Besonders ist dabei, dass die Gemeinde in den letzten Jahren trotzdem viel Geld in den Ort investiert hat. Allein seit 2020 flossen über 40 Millionen Euro in verschiedene Projekte. Es wurden Kitas im Varreler Feld, im Stuhr-Blocken, in Groß Mackenstedt, im Moordeich und am Heiligenrode-Klosterplatz neu oder ausgebaut. Auch Grundschulen in Seckenhausen, Moordeich und Heiligenrode bekamen mehr Platz. Zudem wurden Sporthallen saniert, neue Feuerwehrfahrzeuge gekauft, Radwege gebaut und die Straßenbeleuchtung auf LED umgestellt. Auch neue Gewerbegebiete wurden geplant und gebaut.
Bürgermeister Stephan Korte betont, dass es eine Herausforderung war, diese wichtigen Projekte umzusetzen und gleichzeitig die Finanzen im Griff zu behalten. Dass dies geklappt hat, liege an einer guten Strategie und dem Einsatz der Verwaltung. Auch die starken lokalen Unternehmen und eine gute Wirtschaftsförderung haben dabei geholfen.

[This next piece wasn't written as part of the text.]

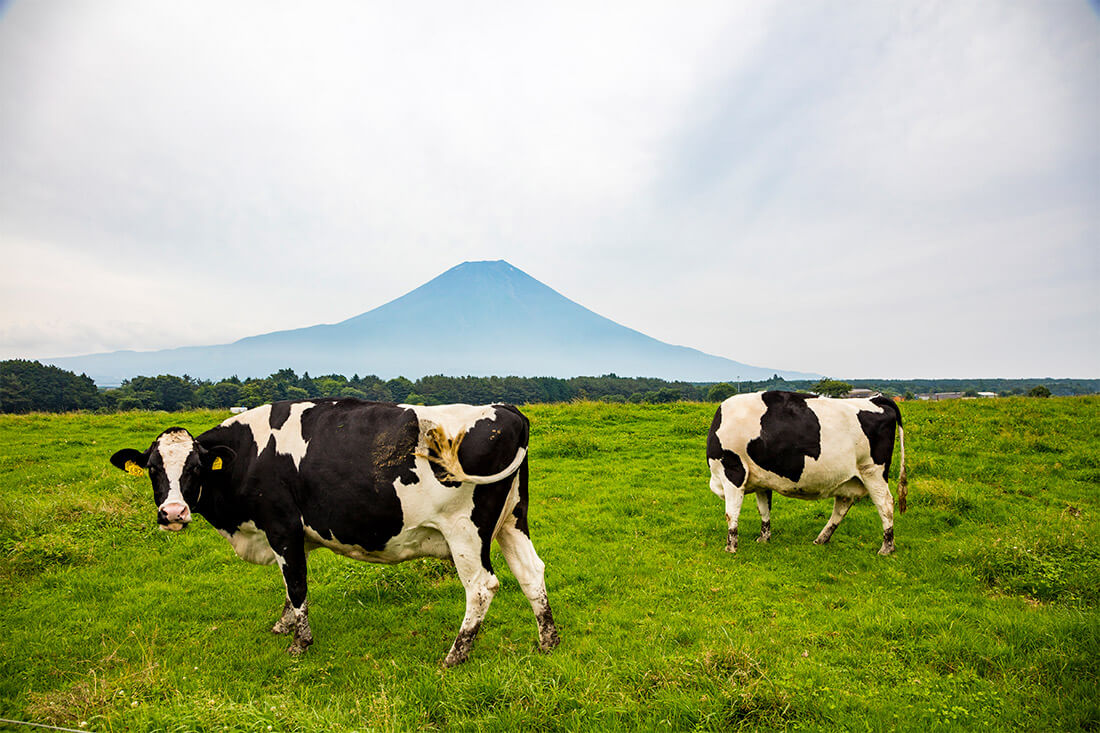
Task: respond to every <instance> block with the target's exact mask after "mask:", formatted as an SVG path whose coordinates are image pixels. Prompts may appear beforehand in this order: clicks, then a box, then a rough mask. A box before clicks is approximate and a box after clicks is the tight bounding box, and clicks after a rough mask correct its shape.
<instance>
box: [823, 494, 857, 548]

Doch die Schuldenfreiheit ist kein Dauerzustand, sondern eine neue Startposition. Für kommende Großprojekte wird die Gemeinde wieder Kredite aufnehmen. Geplant sind unter anderem ein neues Hallenbad, die Erweiterung der KGS Brinkum, ein neuer Hochwasserschutz und zwei neue Feuerwehrhäuser. Kämmerer Peer Beyersdorff erklärt dazu, dass diese neuen Darlehen anders seien als die alten Schulden. Die neuen Kredite dienen gezielt Investitionen, die der Gemeinde langfristig nützen und den Wert des Gemeindevermögens steigern.
Weitere Angaben liegen bislang nicht vor.